もう1つ、「風俗的に」好ましくない書籍も没収である。輸入貨物の中にその類の本があったらこれも没収であろう。「こちらに引っ越すときに本を没収された」などと人に話そうものなら、「どんな本を持ってきたんだ」と言われかねない。
(注:日本でも関税定率法第21条の4に、「公安又は風俗を害すべき書籍、図画、彫刻物その他の物品」は輸入禁止である旨定められています)

ところで、現在日本経済新聞に渡辺淳一の小説『愛の流刑地』が連載されている。
この小説、私が見るタイミングが悪いのか、ひたすら「その場面」か「その後の余韻に浸っている場面」か「もう一回」の描写が続いているような気がする。今日は「その場面」でbはなかったが。この小説が「風俗を害すべき連載」と中国で認定され、日本経済新聞は中国で「ご禁制」になってしまい、「日本人の間で密かに読まれていた」・・・なんてことにはならない、か。日本語ならいいのだろうか。

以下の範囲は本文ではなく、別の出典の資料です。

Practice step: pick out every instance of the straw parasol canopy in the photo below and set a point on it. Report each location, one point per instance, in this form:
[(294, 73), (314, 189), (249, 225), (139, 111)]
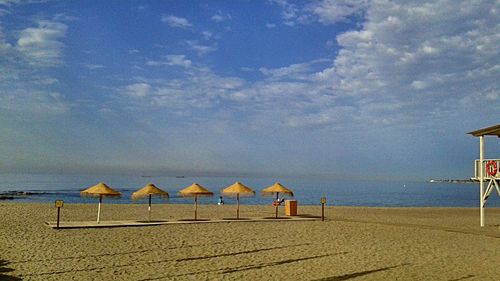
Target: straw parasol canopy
[(195, 190), (276, 188), (238, 189), (148, 191), (100, 190)]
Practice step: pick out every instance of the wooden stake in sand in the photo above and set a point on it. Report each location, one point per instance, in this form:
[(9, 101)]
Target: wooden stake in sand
[(100, 190), (148, 191), (195, 190), (238, 189)]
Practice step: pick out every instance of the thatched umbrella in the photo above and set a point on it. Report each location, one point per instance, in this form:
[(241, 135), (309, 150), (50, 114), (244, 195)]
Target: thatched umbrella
[(148, 191), (238, 189), (276, 188), (195, 190), (100, 190)]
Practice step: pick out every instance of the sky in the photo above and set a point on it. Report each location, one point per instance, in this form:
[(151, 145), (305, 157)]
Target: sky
[(338, 89)]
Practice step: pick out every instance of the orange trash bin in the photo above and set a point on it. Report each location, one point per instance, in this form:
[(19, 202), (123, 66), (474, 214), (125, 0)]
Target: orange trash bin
[(290, 207)]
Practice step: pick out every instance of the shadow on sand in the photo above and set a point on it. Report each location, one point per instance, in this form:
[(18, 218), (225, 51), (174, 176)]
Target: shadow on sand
[(358, 274), (3, 269)]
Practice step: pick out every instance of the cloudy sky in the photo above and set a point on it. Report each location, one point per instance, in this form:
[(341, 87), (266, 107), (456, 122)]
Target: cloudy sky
[(356, 89)]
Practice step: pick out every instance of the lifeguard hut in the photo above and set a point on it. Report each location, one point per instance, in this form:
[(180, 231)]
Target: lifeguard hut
[(486, 170)]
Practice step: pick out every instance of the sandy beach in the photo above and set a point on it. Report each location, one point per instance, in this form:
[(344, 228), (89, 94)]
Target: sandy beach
[(354, 243)]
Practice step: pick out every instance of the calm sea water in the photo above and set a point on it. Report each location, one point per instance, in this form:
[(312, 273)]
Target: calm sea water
[(307, 191)]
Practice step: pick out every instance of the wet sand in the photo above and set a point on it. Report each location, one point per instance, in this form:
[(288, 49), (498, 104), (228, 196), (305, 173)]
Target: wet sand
[(353, 243)]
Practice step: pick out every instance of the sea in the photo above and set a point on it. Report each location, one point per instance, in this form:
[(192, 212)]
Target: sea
[(376, 193)]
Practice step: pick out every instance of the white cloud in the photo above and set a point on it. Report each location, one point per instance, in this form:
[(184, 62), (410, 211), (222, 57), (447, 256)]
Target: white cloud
[(172, 60), (137, 90), (333, 11), (219, 17), (200, 49), (92, 66), (40, 45), (408, 63), (34, 102), (174, 21)]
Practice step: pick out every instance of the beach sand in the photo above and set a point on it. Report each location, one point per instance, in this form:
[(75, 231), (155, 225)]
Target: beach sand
[(354, 243)]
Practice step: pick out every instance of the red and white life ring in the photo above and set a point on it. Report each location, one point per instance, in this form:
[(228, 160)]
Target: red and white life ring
[(492, 171)]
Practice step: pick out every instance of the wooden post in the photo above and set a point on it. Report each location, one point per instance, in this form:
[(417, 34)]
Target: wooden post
[(323, 201), (277, 205), (481, 180), (59, 204), (195, 207), (99, 208), (238, 206), (58, 215), (149, 209)]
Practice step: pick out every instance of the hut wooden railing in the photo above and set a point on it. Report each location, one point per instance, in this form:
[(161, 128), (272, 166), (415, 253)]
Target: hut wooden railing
[(487, 167)]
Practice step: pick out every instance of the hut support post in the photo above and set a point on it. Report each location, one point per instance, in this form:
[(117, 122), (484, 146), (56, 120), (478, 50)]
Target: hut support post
[(149, 209), (277, 205), (195, 207), (481, 180), (238, 206), (99, 208)]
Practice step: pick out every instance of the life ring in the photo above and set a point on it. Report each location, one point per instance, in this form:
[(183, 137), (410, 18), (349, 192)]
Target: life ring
[(492, 172)]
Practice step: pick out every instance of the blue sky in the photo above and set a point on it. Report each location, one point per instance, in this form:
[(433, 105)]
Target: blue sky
[(351, 89)]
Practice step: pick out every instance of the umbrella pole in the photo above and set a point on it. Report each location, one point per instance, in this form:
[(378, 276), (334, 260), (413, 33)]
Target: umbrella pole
[(238, 206), (195, 207), (99, 208), (149, 209), (277, 198)]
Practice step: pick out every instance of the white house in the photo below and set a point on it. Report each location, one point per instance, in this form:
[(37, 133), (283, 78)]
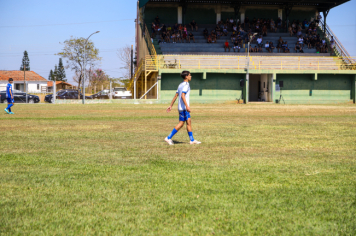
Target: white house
[(35, 82)]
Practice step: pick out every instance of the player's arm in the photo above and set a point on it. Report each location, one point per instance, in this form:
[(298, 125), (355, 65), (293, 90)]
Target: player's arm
[(185, 102), (172, 103)]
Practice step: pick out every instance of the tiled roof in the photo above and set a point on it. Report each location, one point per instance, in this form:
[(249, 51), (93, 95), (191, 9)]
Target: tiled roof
[(50, 83), (18, 75)]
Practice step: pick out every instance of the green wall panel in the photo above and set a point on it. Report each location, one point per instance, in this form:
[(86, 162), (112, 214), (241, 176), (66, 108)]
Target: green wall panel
[(167, 15), (200, 15), (300, 15), (225, 15), (301, 88), (215, 87), (262, 13)]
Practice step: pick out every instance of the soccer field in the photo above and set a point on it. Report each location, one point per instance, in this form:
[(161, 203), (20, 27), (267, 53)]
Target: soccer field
[(261, 169)]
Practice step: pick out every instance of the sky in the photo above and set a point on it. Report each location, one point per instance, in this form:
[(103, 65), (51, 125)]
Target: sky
[(39, 26)]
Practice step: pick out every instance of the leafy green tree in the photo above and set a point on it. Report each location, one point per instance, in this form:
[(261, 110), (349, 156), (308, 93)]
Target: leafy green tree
[(73, 52), (61, 74), (51, 76), (25, 62)]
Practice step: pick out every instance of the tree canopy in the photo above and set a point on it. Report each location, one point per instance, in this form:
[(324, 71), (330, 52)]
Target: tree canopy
[(25, 65)]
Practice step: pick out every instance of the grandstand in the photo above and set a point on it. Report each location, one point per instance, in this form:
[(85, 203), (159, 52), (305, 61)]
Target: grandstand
[(323, 73)]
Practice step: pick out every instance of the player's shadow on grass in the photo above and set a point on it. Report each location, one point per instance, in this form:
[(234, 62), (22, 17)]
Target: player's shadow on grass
[(177, 142)]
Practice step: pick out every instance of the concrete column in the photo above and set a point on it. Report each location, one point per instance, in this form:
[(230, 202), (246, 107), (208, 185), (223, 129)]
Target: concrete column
[(218, 13), (180, 15), (247, 88)]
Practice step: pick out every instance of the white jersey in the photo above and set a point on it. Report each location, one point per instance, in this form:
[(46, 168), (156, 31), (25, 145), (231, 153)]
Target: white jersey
[(184, 87)]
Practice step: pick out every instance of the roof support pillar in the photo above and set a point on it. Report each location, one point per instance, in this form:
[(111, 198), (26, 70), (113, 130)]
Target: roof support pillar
[(287, 9), (325, 13)]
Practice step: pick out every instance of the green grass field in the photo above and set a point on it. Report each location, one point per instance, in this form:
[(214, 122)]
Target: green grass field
[(105, 169)]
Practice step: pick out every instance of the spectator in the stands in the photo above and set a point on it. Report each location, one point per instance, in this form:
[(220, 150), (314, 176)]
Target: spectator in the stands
[(298, 48), (225, 32), (279, 47), (259, 41), (157, 20), (191, 37), (267, 47), (271, 46), (206, 33), (236, 46), (264, 30), (285, 47), (194, 25), (226, 46)]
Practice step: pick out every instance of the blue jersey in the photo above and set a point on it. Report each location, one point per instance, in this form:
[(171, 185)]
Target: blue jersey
[(8, 90)]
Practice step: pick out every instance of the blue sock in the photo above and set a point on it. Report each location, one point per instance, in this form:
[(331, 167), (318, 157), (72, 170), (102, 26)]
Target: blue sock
[(174, 131), (191, 136)]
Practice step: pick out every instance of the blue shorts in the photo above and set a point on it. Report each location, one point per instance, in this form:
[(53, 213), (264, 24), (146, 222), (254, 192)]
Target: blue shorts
[(184, 115)]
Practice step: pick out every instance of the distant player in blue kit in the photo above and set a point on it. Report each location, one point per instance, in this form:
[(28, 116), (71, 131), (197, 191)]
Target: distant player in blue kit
[(9, 96), (182, 93)]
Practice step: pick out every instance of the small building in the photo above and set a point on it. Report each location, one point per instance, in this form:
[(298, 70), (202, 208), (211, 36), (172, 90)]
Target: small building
[(35, 82), (59, 85)]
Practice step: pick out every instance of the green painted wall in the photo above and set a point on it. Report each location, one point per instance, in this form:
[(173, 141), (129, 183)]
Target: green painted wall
[(167, 15), (200, 15), (225, 15), (303, 89), (217, 86), (262, 13), (300, 15)]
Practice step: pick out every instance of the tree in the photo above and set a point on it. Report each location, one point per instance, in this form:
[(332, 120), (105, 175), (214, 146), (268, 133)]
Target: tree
[(73, 51), (61, 74), (124, 55), (51, 76), (25, 62)]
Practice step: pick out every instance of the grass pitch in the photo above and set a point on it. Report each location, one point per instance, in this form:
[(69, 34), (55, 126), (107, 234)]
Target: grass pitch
[(105, 169)]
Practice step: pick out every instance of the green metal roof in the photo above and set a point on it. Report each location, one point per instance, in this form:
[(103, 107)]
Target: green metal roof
[(321, 4)]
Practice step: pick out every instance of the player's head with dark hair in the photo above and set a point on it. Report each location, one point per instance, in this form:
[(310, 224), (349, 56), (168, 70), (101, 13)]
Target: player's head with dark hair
[(185, 74)]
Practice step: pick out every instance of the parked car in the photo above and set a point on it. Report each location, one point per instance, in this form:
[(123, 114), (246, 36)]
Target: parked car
[(65, 94), (105, 94), (122, 93), (20, 97)]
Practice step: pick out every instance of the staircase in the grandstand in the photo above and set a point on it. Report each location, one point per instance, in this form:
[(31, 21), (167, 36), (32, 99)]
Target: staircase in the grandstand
[(202, 47)]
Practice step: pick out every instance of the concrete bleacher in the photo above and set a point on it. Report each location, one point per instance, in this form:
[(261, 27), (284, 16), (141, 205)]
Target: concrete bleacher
[(202, 47)]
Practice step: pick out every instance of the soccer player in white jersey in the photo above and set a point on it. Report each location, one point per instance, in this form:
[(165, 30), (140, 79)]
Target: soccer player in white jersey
[(182, 93)]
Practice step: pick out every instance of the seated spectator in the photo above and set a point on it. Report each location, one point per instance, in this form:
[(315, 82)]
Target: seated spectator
[(225, 32), (271, 46), (298, 48), (285, 47), (264, 30), (175, 28), (157, 20), (246, 22), (191, 37), (194, 25), (279, 47), (206, 33), (267, 47), (236, 46), (209, 39), (259, 41), (226, 46), (178, 37), (185, 37)]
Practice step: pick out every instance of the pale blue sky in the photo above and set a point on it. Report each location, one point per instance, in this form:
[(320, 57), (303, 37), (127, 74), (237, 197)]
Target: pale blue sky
[(38, 26)]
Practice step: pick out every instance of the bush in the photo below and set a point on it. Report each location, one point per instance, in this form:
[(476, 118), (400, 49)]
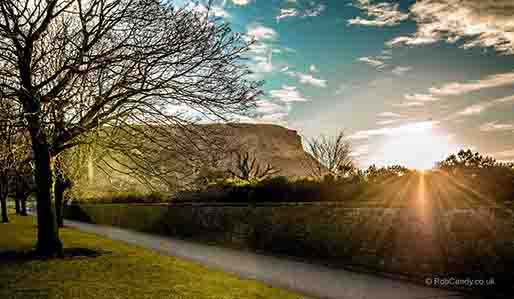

渡辺淳一&日本経済新聞と言えば『失楽園』がすぐ思い浮かぶが、今回の『愛の流刑地』は私の周りでは『失楽園』ほどの話題になっていない。『失楽園』は台湾で中国語訳本を見かけたが、大陸にはあるのだろうか。今度本屋で探してみよう。
もう1つ、以前朝日新聞で連載していた柳美里の『8月の果て』が「作者の構想がふくらみ、新聞連載による完結が不可能になった」との理由で打ち切りになった。『愛の流刑地』も、作者の妄想もとい構想が膨らみすぎて打ち切り、なんてことはないだろうか。